Актеры имели время, свободное от репетиций, и знакомились с Парижем, с самой всемирной выставкой, с музеями, с знаменитым Лувром, делились между собой впечатлениями. Причем, помню, один из крупных актеров второго поколения горячо отвергал красоту Венеры Милосской. Нечего и говорить, что актрисы большую часть времени проводили в магазинах и скромно высчитывали, что они могут купить себе и своим московским друзьям.

 

Париж — одна из самых обаятельных столиц мира. Трудно даже объяснить, в чем это обаяние. При большом размахе — отсутствие крикливости, вкус как будто и в строениях, и в магазинах, и в тротуарах, и в мостовых. Кипучее движение людей по Елисейским полям или по бульварам и в то же время отсутствие грубой толкотни. Какая-то открытость нравов, привычка быть на улице и легко проявляющаяся склонность к веселью, к шутке, к ловкой, красивой выдумке; великолепная звенящая французская речь; дешевизна, не стесняющаяся дороговизны, и {324} дороговизна, не угнетающая дешевизны; неугомонные выкрики газетчиков. И как-то весь этот шум никогда не заслоняет мысли о всей истории страны, об великолепных достижениях ее культуры, науки, искусств и особенно об ее великой революции. Вас, например, потащат на Монмартр, покажут исторические места, дома, площади, где у каждых ворот будут называть имена героев французской революции.
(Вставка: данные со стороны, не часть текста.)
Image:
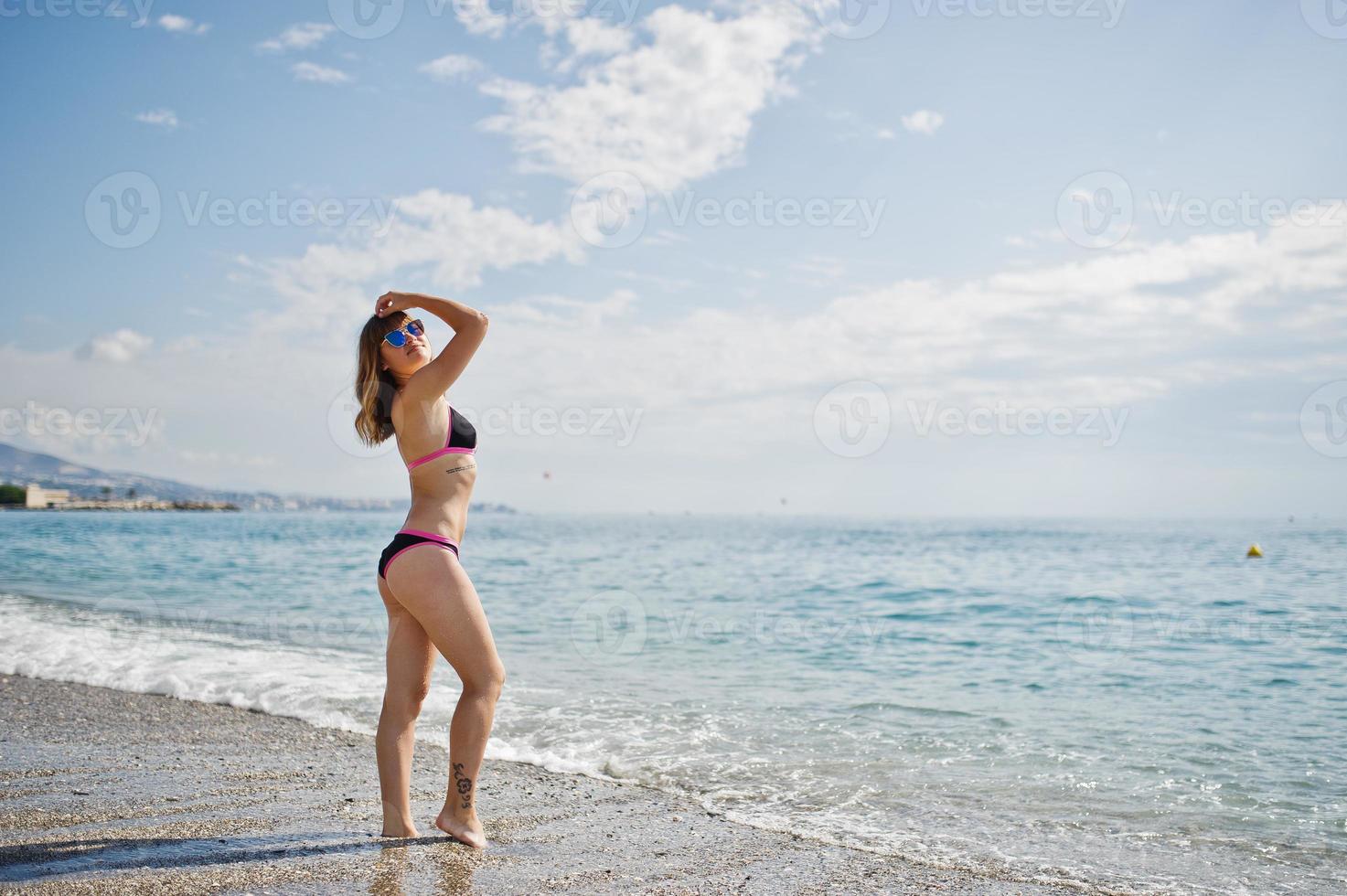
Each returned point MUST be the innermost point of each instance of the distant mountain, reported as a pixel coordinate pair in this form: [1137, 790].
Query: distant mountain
[22, 468]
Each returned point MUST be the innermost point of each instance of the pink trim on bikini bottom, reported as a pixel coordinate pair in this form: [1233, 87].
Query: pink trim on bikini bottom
[447, 546]
[423, 534]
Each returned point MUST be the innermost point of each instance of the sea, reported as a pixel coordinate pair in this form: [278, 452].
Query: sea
[1124, 706]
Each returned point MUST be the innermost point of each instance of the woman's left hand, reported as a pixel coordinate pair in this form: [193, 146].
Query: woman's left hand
[390, 302]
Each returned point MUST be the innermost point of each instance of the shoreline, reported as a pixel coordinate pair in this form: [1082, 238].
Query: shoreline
[105, 790]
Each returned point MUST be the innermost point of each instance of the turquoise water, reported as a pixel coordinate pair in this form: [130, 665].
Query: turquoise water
[1135, 706]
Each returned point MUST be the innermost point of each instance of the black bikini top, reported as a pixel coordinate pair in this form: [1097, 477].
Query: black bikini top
[462, 440]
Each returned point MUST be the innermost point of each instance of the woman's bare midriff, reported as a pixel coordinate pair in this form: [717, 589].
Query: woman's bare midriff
[441, 488]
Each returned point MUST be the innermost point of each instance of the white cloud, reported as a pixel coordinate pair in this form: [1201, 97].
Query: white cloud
[669, 111]
[166, 119]
[923, 122]
[318, 74]
[119, 347]
[298, 37]
[438, 238]
[478, 17]
[1158, 322]
[452, 68]
[182, 25]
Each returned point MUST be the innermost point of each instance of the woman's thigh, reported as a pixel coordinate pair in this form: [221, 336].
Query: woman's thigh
[412, 656]
[432, 585]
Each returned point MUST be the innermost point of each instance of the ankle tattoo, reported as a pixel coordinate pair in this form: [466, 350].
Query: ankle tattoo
[464, 784]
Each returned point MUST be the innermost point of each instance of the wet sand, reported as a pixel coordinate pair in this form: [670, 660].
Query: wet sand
[108, 793]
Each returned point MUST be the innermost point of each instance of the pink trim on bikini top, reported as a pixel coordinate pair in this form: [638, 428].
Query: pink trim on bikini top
[444, 450]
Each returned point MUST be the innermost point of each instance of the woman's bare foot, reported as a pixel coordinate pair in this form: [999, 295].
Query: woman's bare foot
[465, 830]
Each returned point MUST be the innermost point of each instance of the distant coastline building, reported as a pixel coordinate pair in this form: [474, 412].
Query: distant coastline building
[37, 497]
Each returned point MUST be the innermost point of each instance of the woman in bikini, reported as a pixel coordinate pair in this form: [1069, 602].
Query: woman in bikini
[430, 600]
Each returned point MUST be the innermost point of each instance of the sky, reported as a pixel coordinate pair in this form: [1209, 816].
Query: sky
[1007, 258]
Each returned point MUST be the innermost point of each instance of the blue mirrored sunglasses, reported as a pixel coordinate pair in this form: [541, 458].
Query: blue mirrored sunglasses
[398, 338]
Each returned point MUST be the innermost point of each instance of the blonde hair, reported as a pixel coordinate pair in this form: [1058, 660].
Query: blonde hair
[375, 387]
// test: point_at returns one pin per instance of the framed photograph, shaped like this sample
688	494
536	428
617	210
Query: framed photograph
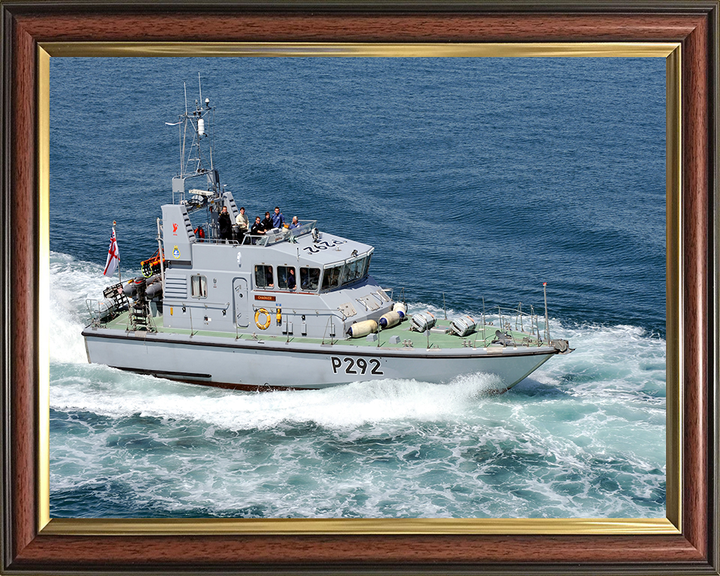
62	67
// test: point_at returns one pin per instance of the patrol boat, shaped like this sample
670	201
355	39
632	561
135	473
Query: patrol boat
228	311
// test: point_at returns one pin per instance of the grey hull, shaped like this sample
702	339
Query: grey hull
248	363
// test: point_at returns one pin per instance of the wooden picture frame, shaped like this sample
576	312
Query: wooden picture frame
687	541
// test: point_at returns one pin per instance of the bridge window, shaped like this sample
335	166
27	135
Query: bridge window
198	286
309	279
287	279
263	277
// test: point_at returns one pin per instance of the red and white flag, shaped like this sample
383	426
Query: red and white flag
113	256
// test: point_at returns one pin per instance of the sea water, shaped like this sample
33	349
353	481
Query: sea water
476	180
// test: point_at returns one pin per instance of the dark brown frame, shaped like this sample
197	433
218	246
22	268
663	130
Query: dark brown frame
25	549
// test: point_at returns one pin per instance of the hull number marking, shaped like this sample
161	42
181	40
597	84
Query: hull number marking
356	365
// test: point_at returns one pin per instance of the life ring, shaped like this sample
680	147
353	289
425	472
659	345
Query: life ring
267	319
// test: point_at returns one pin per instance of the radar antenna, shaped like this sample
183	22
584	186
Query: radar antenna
196	154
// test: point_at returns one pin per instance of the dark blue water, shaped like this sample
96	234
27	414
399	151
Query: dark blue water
473	178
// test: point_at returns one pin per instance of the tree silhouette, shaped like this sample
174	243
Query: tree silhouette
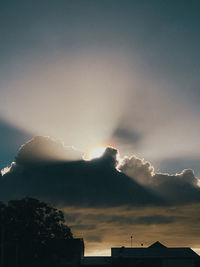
28	227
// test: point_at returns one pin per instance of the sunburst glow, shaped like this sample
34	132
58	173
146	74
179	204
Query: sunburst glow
96	152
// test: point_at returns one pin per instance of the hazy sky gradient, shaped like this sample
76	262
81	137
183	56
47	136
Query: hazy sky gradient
95	72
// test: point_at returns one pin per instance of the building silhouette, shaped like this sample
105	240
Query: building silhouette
156	255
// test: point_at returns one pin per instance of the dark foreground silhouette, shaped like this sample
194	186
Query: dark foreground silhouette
34	234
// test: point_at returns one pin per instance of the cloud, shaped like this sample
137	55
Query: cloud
103	204
42	148
175	189
46	169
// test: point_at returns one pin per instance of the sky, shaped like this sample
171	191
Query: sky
93	73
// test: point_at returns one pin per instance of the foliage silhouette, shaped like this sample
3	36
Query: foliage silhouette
29	227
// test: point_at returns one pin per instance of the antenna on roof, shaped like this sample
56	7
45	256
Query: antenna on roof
131	241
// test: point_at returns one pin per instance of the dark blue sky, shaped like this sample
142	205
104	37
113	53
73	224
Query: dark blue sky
80	71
А тут еще всемирная выставка, на которой центральное место, наиболее привлекающее толпы, занимают высящиеся друг перед другом два главнейших павильона — Советского Союза и Германии. Советский Союз дал замечательную статую Мухиной, Германия больше удивляла импозантно казарменными линиями. <…>

Машинопись (с авторской правкой). — Архив Н.‑Д., № 7348/1 [1937 – 1940 гг.].